详解Python爬取并下载《电影天堂》3千多部电影

2023年5月14日下午9:22 • python

详解Python爬取并下载《电影天堂》3千多部电影

0. 简介

本文主要介绍如何使用Python来爬取并下载电影天堂网站上的电影资源，包括如何从首页获取分类信息和对应的电影列表，如何从电影列表页获取详细的电影信息和下载链接，并使用迅雷进行自动下载。

1. 准备工作

在进行爬取之前，需要安装一些必要的Python库和工具：

BeautifulSoup4: 用于解析HTML和XML文档
requests: 用于发送HTTP请求
selenium: 用于模拟浏览器进行数据采集（目前电影天堂需要动态加载）
pymongo: 如果需要将数据存入MongoDB

此外，需要下载安装Chrome浏览器和对应版本的ChromeDriver。

2. 获取分类及电影列表

首先需要从 https://www.dy2018.com 获取电影天堂的首页HTML内容，然后使用BeautifulSoup4解析获取各个分类信息及对应的电影列表页URL。

import requests
from bs4 import BeautifulSoup

url = "https://www.dy2018.com/"
response = requests.get(url)
soup = BeautifulSoup(response.text, 'html.parser')

# 获取分类信息
categories = []
category_list = soup.find('div', class_='contain').find('div', class_='bd2').find_all('a')
for category in category_list:
    categories.append({
        'name': category.text,
        'url': category.get('href')
    })

# 获取电影列表页URL
movie_urls = []
for category in categories:
    response = requests.get(category['url'])
    soup = BeautifulSoup(response.text, 'html.parser')
    movie_list = soup.find_all('b', class_='title')
    for movie in movie_list:
        movie_url = movie.find('a').get('href')
        if movie_url.startswith('/html/'):
            movie_url = 'https://www.dy2018.com' + movie_url
        movie_urls.append({
            'category': category['name'],
            'url': movie_url
        })

3. 获取电影详细信息及下载链接

对于每个电影列表页，需要进入详细信息页并解析获取电影的详细信息和下载链接。

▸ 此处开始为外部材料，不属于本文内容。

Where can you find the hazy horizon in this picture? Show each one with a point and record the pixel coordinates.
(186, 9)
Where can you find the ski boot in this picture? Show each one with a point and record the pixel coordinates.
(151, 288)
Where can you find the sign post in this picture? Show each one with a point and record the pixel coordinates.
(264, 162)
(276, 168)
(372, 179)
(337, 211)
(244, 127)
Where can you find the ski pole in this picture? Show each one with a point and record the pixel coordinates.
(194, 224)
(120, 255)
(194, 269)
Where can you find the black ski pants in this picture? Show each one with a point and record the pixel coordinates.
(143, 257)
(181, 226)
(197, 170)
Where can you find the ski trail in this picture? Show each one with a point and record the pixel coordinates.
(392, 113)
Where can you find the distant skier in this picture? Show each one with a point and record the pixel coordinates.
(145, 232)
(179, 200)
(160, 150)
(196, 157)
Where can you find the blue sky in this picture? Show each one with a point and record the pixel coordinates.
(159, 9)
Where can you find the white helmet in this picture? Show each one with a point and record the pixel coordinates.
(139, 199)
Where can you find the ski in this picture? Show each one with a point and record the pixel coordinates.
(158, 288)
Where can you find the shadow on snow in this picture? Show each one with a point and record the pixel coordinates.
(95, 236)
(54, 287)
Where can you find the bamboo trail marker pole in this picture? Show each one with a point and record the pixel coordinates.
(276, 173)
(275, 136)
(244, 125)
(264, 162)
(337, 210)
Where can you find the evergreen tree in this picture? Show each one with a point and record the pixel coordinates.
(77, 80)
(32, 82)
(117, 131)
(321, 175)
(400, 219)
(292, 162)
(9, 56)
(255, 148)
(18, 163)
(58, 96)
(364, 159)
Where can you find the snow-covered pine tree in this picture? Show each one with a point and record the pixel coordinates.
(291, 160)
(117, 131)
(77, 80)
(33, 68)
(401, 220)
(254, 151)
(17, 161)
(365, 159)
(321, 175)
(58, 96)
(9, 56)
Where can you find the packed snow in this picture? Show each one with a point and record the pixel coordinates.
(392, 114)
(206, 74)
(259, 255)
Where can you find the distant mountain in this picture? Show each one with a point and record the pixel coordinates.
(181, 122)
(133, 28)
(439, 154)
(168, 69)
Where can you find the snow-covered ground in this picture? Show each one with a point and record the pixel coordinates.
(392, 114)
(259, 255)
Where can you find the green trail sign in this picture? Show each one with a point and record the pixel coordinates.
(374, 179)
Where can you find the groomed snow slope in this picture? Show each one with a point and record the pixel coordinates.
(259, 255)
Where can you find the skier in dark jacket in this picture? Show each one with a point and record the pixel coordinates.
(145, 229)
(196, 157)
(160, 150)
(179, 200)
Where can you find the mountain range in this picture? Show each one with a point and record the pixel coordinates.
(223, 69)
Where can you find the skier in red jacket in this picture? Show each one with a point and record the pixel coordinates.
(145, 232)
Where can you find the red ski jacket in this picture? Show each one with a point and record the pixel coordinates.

这里使用selenium模拟浏览器进行数据采集。

from selenium import webdriver

# 创建Chrome浏览器实例
chrome_options = webdriver.ChromeOptions()
chrome_options.add_argument("--headless")  # 以无头模式运行
browser = webdriver.Chrome(chrome_options=chrome_options)

# 遍历每个电影并获取详细信息和下载链接
movies = []
for movie_url in movie_urls:
    browser.get(movie_url['url'])
    soup = BeautifulSoup(browser.page_source, 'html.parser')
    movie_info_table = soup.find('div', id='Zoom').find_all('table')[0]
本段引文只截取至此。